To paraphrase CBS Sports broadcaster Jim Nantz: A Leo High School graduation is a ceremony unlike any other. And the Mother’s Day send-off for the Class of 2019 was no exception.
A gray sky and gloomy, threatening weather were no match for the excitement that pervaded the stately old church of St. Margaret of Scotland as the graduates filed in on Sunday, May 12. They were resplendent in their white dinner jackets, accompanied by the proud faculty, staff and administrators who have been their guides on the journey they have taken the last four years.
St. Margaret’s Pastoral Associate Pete Doyle, a much loved former principal, teacher and coach at Leo, began the proceedings with a prayer, asking God to bless the young Leo Men as they transition from one phase of their lives into the next.

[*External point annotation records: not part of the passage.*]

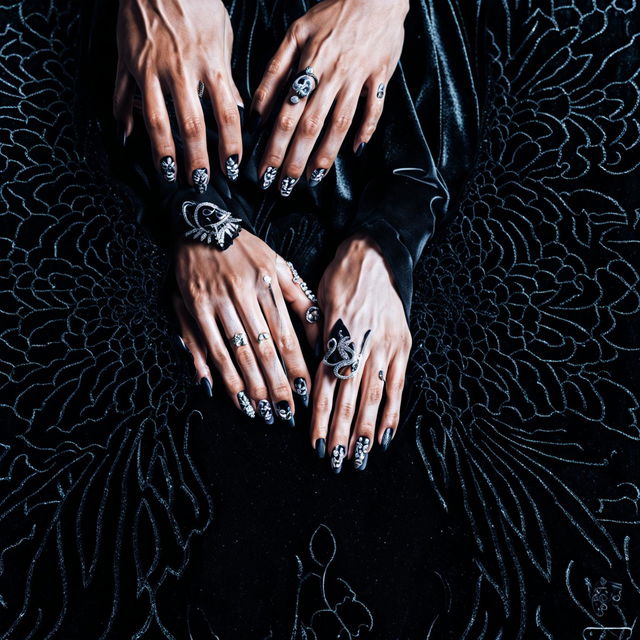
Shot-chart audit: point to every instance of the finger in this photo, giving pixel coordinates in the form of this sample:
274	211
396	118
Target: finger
278	386
277	71
286	340
372	112
193	345
341	120
301	304
158	127
225	108
193	131
371	392
394	385
123	102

Dr. Lloyd Walton, a former Marquette University basketball star, used his commencement address to remind the grads that resilience and determination are the paths around any obstacle they might encounter in life, save for those they needlessly place before themselves. Walton cited his own example, explaining that he’d been an indifferent, reluctant student until he realized that education was the key to success in life after basketball. Stirred by that realization, he went on to earn a doctorate in Organizational Leadership and a job as a career counselor for the NBA Players Association.
Walton also coyly mentioned dropping “a career-high 43 on Leo” as a standout point guard at Mount Carmel in the early 1970’s.
Fred Cleveland, Leo’s answer to Walton as a two-time All-State point guard, recalled warm memories of times shared with his classmates in his Salutatorian’s address. Elijah Lamptey was equally compelling as the Valedictorian, echoing both Doyle and Walton in describing the transition from one phase of life to the next and emphasizing the importance of avoiding self-imposed obstacles.
In a special presentation, Jose Gonzalez, father of 2019 graduate Marco Gonzalez, was awarded varsity letters in football and wrestling to acknowledge the countless hours he has devoted to assisting with those two sports. “Mr. Gonzalez,” Coach Mike Holmes said, “spends more time at Leo than most of our students.”
Finally, Principal Shaka Rawls shook down some thunder. He explained the tradition of Mother’s Day graduation: Leo wishes to acknowledge the moms for all they do in raising their sons, and thank them for entrusting those sons to Leo. He instructed the grads to turn and face the crowd and thank their mothers for the irreplaceably vital roles they played in their boys’ development into Leo Men.
Before diplomas were awarded, 10 seniors were singled out for special recognition:
• The William J. Koloseike Award for Athletics: DaChaun Anderson
• The Bishop John R. Gorman Gold Medal for Religion: Marquel Elem
• The Michael L. Thompson Gold Medal for Music: Devale Alsup
• The Donald F. Flynn Gold Medal for History: Fred Cleveland II
• The Dr. James J. Ahern Gold Medal for Science: Andre Garland
• The Thomas and Mary Owens Gold Medal for Mathematics: Jokon Cousett
• The Stafford L. Hood Gold Medal for English: Cameren Hanks
• The Br. James Glos Award for Foreign Language: Elijah Lamptey
• The Frank W. Considine Gold Medal for Social Justice: Myles Thomas
• The Andrew J. McKenna Gold Medal for Leadership Excellence: Jalen Harris
As the diplomas were rewarded, friends and families of the graduates celebrated with appropriate jubilation. The pure pride and unbridled joy in the building was something to behold, particularly during a rousing rendition of the Leo Fight Song that brought the alumni in the house to the front of the church to join the graduates in closing the show.
It’s only fitting that a Leo graduation is a ceremony unlike any other. Because Leo High School is a school unlike any other.